Son 1.100 metros cuadrados que recogen las piezas que proceden de 23 instituciones tanto españolas como extranjeras. La puesta en escena es también importante, pues los colores van dando medida de lo que supuso el viaje, incluso con un guiño al rojo y al amarillo, los dos de la enseña. Una obra de Ferrer Dalmau, el pintor de batallas, tiene su lugar también en esta muestra, con un inmenso lienzo de dos metros que refleja con enorme luz la despedida, una fotografía para demostrar que dimos la vuelta al mundo».

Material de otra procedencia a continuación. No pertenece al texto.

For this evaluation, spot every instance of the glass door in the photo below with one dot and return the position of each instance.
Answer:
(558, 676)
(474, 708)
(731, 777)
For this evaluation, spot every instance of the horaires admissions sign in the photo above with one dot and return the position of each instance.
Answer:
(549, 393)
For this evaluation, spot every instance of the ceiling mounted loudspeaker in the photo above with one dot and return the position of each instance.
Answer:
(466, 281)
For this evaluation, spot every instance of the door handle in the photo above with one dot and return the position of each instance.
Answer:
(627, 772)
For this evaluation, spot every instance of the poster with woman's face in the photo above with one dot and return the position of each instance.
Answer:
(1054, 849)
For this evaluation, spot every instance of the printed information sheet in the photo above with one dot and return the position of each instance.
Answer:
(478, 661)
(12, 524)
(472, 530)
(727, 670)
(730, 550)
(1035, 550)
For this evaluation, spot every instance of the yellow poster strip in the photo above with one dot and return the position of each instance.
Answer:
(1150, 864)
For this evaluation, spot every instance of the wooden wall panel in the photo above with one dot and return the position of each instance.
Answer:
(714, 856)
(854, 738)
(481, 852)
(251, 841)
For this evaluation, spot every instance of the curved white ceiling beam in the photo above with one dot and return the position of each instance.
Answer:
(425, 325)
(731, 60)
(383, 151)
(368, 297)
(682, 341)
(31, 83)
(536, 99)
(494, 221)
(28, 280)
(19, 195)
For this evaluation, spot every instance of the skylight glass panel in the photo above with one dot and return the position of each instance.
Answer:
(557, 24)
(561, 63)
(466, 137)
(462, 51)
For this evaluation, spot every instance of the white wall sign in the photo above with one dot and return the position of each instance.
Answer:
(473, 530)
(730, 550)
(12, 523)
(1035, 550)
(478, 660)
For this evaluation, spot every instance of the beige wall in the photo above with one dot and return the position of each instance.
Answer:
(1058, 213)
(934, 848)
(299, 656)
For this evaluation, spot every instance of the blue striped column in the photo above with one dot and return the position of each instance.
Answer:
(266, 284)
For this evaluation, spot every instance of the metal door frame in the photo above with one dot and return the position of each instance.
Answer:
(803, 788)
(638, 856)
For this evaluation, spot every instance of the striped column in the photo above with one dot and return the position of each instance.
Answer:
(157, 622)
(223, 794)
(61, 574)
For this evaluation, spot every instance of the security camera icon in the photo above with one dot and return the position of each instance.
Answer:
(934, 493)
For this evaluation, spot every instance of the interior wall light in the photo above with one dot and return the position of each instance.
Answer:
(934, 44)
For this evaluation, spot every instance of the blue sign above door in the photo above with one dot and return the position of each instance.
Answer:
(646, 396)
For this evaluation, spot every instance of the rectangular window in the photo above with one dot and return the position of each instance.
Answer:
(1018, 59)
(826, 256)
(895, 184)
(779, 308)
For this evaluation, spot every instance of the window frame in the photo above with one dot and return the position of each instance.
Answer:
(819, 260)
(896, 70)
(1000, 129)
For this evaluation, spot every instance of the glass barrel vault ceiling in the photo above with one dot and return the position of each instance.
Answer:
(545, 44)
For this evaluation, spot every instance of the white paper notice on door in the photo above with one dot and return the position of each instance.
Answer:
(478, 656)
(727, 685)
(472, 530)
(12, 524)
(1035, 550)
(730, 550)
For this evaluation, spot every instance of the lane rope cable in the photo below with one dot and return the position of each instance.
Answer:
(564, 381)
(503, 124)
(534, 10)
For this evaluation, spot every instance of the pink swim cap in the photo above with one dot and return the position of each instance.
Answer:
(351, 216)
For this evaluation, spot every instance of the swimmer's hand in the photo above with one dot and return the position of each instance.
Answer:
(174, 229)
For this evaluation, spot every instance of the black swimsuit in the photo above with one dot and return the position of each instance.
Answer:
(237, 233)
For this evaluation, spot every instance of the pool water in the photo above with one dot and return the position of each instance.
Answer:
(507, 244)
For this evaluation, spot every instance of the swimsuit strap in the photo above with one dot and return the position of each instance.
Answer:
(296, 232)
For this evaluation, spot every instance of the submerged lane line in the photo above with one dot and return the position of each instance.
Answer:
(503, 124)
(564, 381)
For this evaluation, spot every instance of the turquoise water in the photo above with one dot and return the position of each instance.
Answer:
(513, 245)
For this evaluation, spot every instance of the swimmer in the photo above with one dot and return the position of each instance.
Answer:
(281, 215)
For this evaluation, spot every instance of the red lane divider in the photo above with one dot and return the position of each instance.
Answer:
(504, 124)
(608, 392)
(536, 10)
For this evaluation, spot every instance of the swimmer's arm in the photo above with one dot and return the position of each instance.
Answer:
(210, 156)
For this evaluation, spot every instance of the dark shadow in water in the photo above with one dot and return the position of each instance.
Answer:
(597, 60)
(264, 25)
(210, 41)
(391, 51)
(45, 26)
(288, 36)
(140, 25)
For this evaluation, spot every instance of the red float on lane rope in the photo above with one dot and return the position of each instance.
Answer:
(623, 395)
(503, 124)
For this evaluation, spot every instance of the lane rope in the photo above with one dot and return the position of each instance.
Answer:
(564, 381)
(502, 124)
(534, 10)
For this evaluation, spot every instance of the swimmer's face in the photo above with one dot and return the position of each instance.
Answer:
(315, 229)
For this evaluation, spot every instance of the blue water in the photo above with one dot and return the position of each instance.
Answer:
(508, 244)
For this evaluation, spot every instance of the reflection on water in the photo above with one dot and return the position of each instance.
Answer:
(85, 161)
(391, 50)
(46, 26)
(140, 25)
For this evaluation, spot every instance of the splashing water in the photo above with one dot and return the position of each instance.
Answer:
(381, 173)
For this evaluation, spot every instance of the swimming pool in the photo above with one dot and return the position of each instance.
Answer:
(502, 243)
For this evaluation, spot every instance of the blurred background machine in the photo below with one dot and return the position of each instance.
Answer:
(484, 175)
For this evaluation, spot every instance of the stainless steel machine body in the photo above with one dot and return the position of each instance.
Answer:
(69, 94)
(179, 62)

La victoria de la nao «Victoria»

Un total de 1.125 días tardó la expedición en dar la vuelta al mundo desde que salió de Sevilla el 10 de agosto de 1519 hasta que volvió a esta ciudad el 8 de septiembre de 1522. Serían 1.082 días si se tiene en cuenta la salida el 20 de septiembre de 1519 desde Sanlúcar de Barrameda hasta esa misma localidad el 8 de septiembre de 1522. En esa interminable travesía se enfrentaron a infinidad de contratiempos. De hecho, de las cinco naves que partieron solamente una, la «Victoria», llegó a puerto, fue la única que dio la vuelta al mundo. Las otras cuatro se perdieron por el camino. La «Santiago» naufragó en la desembocadura del Río de la Plata, en Argentina, y la «San Antonio» desertó en la Patagonia poco después. La nao «Concepción» fue quemada en Filipinas porque no tenían tripulación suficiente y la «Trinidad» se hundió en Molucas. La exposición exhibe una reproducción del navío (en la imagen) que parece imposible que no naufragara tras casi tres años embarcado y después de hacer frente a todo tipo de peligros. El cargamento que alojaba, con vaca incluida para abastecer de leche a los marineros, se componía de todo tipo de alimentos..., pero no para una estancia de más de mil días en el mar. De ahí que los tripulantes, ante la falta de alimentos, sufrieran todo tipo de penurias y enfermedades, acabaran por comer ratas (que se vendían muy caras) o incluso el cuero que forraba las cuerdas de las velas. Cualquier cosa valía para no desfallecer.